Just as Jobs and Apple played a major part in the PC revolution a decade-and-a-half earlier, so did Duan and Subor. By a twist of fate, Subor even used a variant of the same chip as the Apple I and II - the legendary MOS 6502, invented in the US in 1975.
This positioning as Subor “learning machines” allowed families to justify to themselves the purchase. Of course, they still supported games cartridges, and once the parents were away…
To drive awareness, Duan hired Jackie Chan to endorse the brand. Though it may have seemed exorbitant for a cost-centric business as Subor to hire Jackie Chan, one of the highest-compensated movie stars in Asia, Duan had a clear logic.

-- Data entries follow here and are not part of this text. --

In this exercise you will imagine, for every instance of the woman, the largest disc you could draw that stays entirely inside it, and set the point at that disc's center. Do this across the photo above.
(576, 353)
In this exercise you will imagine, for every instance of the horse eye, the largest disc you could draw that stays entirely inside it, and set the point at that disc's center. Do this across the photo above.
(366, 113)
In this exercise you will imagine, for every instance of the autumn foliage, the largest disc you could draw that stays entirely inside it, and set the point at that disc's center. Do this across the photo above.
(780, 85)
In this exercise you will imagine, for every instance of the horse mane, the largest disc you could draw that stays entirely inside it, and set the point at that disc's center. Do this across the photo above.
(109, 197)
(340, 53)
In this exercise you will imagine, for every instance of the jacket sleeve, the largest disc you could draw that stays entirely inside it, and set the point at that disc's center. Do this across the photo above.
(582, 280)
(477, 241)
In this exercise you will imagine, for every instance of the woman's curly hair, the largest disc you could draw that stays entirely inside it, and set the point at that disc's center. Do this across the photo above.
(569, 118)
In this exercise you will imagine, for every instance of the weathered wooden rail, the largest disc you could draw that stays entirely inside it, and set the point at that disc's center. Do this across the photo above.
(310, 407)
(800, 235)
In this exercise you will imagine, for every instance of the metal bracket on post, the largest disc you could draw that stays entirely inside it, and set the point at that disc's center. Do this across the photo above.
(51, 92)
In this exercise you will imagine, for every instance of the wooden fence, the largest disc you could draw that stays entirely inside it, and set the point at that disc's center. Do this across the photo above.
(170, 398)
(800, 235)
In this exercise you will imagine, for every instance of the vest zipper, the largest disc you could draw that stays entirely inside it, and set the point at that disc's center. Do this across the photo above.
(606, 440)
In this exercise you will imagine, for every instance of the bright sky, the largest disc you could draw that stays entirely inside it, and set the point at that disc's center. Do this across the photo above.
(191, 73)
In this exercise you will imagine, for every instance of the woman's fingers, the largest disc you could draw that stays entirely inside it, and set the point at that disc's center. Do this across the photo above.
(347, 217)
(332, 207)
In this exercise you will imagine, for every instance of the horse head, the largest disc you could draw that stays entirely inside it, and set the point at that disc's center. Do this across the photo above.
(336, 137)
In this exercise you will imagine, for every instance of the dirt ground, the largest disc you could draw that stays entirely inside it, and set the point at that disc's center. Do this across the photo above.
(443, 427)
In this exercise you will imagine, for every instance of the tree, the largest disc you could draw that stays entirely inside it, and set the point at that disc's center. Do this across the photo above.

‘With Jackie, someone might see the commercial say 3 times and remember the concept [of learning machines]. Without him, it might take 8, 9, 10 or more times and they still won’t remember… We paid Jackie less than 10% of our total marketing spend, just several percent… Why do I say it’s cheap? If Jackie’s presence could raise the memorability or favorability of the ad by several percentage points, it would’ve been worth it. But if you think about the impact, it is definitely more than several percent’
— Duan Yongping
By 1993, Subor’s sales reached CN ¥200 million ($35 million), and more than doubled this figure the year after, taking 80% share of the Chinese “learning machine” market. The following year, sales more than doubled again to exceed CN ¥1 billion ($175 million).
Duan succeeded in bringing about a PC revolution of sorts in China, and Subor had become a household name. Both were richly rewarded.
Then Duan quit.
We shall continue with Duan’s story, including his investments and teachings on investment in the next installment of this series.
Disclaimer: This should not be construed as investment advice. Please do your own research or consult an independent financial advisor. Alpha Exponent is not a licensed investment advisor; any assertions in these articles are the opinions of the contributors
Our knowledgeable readers may note parallels between the Wubi scheme and the hashtable, an important data structure in computing. It is also remarkable how Wang’s technique for spotting collisions utilizes similar underlying principles to the Lunometer, invented by Luhn, who also invented the hashtable.